Mejoremos Guate (Let’s Make Guatemala Better) was launched in 2011 by the Fundación para el Desarrollo de Guatemala (FUNDESA) and the Comité de Asociaciones Agrícolas, Comerciales, Industriales y Financieras (CACIF) to combat malnutrition, improve education and reduce poverty. In 2012, Alejandro Toledo, Peru’s first Indigenous president, advised the group to collaborate with Indigenous leaders, which inspired them to establish the Intercultural Commission.
The commission brings Indigenous leaders face-to-face with prominent businesspeople for weekly meetings to discuss challenges.

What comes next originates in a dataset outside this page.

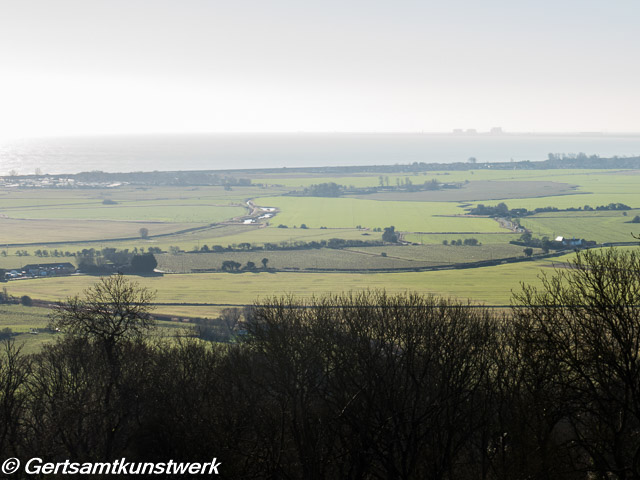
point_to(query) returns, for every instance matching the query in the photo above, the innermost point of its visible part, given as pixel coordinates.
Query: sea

Among other projects, the commission’s 14 members—seven business leaders and seven Indigenous leaders—are creating a guideline of best practices to encourage companies to align their policies with the International Labour Organization’s Convention No. 169, which establishes Indigenous peoples’ right to be consulted on projects and laws that affect them.
The leaders were skeptical at first. “We thought that a frank, bona fide dialogue would never be possible with the [private] sector,” says Pedro Bal Cúmes, 56, a commission member from Chimaltenango. But the commission’s achievements have started to make an impact: the leaders secured public funding to improve health and nutrition programs in Sololá and have partnered with companies for Indigenous communities to sell their products.

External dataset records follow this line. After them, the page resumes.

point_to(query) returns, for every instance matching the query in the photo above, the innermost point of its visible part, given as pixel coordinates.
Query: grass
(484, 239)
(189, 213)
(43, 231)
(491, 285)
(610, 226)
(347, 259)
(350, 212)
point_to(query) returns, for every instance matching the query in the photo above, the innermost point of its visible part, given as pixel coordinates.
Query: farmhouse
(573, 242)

The commission also seeks to empower Indigenous leaders by supporting their political careers. Private donations channeled through Mejoremos Guate have enabled two members to earn master’s degrees in public administration with a focus on political advocacy. Vivian Dinora Yax Tay de Quemé, one of the beneficiaries, is a native of Quetzaltenango and former vice minister for community support. Yax is now using her work on the commission to combat gender and intra-familial violence. One of Guatemala’s long-standing challenges, she says, is to give Indigenous populations an equal voice in governing the country—something she believes the commission is addressing by providing “an opening for everyone to give their opinion.”
While the commission works to find common ground—and has succeeded in areas such as rural development and business practices—it does not always reach consensus. Jorge Morales Toj—a 42-year-old Maya K’iche leader, human rights lawyer, and former guerrilla—spoke of a particularly divisive argument in March 2013 over Guatemala’s recent history. Business leaders denied that genocide occurred during the conflict, but various Indigenous delegates begged to differ. In this case, the commission agreed to continue to listen to each other’s perspectives. However, Yax notes that the group has made some progress simply by acknowledging the differences in how Guatemalans view development and the use of resources.

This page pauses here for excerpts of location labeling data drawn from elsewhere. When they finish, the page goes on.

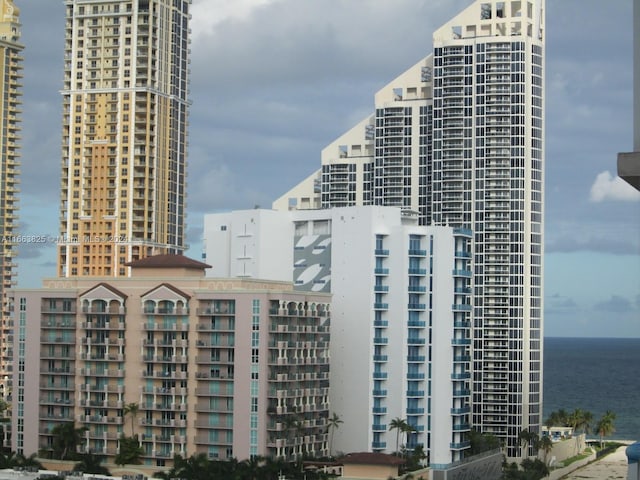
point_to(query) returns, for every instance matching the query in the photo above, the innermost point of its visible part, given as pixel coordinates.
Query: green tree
(91, 463)
(606, 426)
(130, 452)
(66, 439)
(334, 424)
(527, 438)
(132, 410)
(546, 445)
(399, 425)
(580, 420)
(528, 470)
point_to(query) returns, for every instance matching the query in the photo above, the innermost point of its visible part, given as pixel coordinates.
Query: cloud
(616, 244)
(560, 304)
(606, 187)
(615, 304)
(207, 14)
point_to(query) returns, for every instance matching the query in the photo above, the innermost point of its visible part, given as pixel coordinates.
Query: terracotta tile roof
(170, 287)
(108, 287)
(168, 261)
(370, 458)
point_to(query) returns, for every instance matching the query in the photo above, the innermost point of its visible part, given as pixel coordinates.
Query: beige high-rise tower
(10, 113)
(124, 134)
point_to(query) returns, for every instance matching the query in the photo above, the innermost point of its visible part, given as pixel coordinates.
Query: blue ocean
(595, 374)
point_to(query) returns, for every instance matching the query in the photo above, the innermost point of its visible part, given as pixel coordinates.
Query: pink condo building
(216, 366)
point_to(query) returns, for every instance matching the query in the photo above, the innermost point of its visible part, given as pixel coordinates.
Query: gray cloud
(271, 88)
(615, 304)
(559, 304)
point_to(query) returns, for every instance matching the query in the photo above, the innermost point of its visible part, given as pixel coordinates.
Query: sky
(274, 81)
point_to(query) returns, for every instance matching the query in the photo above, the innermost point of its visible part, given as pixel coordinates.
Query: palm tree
(527, 438)
(580, 420)
(406, 431)
(66, 439)
(91, 463)
(129, 452)
(400, 425)
(605, 426)
(546, 445)
(132, 410)
(334, 424)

There have been detractors of the commission, with claims that the members have been manipulated to benefit Guatemala’s oligarchy. But Morales argues that real change can only come through mutual respect—which will take time. Meanwhile, he says, it is important for business leaders to “recognize the existence and legitimacy of the Indigenous ancestral authorities of these communities, who […] also fight in one way or another to solve community problems.”